Chine réfute les rapports selon lesquels SMIC aurait envoyé des équipements de fabrication de puces à l'Iran

JAKARTA - Le gouvernement chinois a fermement nígé les rumeurs selon lesquelles sa plus grande entreprise de semiconducteurs, Semiconductor Manufacturing International Corporation (SMIC), aurait envoyé du matériel de fabrication de puces en Iran. The Straits Times a rapporté vendredi 27 mars que Beijing avait qualifié ces nouvelles de «́informations fausseś» au milieu de la guerre qui a été provoquée par l’attaque des États-Unis et d’Israël contre l’Iran.

Le rapport, qui a été contredit, cite deux hauts responsables du gouvernement du président américain Donald Trump qui n’ont pas été nommés. Dans le rapport, SMIC est censé avoir commencé à envoyer du matériel en Iran il y a environ un an. Un responsable américain a même dit qu’il n’avait aucune raison de croire que les envois avaient cessé.

Mais lorsqu'il a été questionné lors d'une conférence de presse régulierée à Beijing le 27 mars, le porte-parole du ministeré des Affaires étrangerées chinois Lin Jian a avoué ne pas connâitre les détails du cas. Cela ne l'a pas été dérangé, il a tout de même attaqú la crédibilité des rapports qui circulent.

« Tout ce que je peux dire, c’est que ces derniers temps, certains médias sont très enclins à publier des nouvelles qui semblent vraies, mais qui sont en fait fausses », a déclaré Lin.

Selon The Straits Times, Lin a également déclaré que, une fois verifiés, de tels rapports s’averéaient avoir été des informations faussées.
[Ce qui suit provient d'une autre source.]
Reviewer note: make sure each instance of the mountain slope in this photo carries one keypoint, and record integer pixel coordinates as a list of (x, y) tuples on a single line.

Il n’a toutefois pas déclaré plus loin les fondements de la verifiée.

Au 27 mars, SMIC n'avait pas répondu à l'AFP.

La position de la Chine dans le conflit iranien reste sensible. Pékin est connu comme un partenaire important de Téhéran, mais jusqu'à présent, il n'a pas annoncé d'aide militaire à l'Iran depuis le début de la guerre le 28 février. Dans le même temps, la Chine a maintes fois appelé à un cessez-le-feu.

Pékin a également condamné le meurtre du chef suprême iranien Ali Khameini par les États-Unis et Israël. Mais la Chine a en même temps déclaré qu'elle n'était pas d'accord avec les attaques iraniennes contre les pays du Golfe, qui abritent des bases militaires américaines.

Le diplomate chinois de haut rang Wang Yi, dans un entretien téléphonique avec le ministre des Affaires étrangères iranien Abbas Araghchi cette semaine, a écrit The Straits Times, a dit que toutes les parties devaient saisir toutes les opportunités pour entamer un processus de négociation de paix.

Cette affaire montre que dans le milieu d'une guerre qui s'étend, le conflit d'informations fait partie de la lutte politique et diplomatique.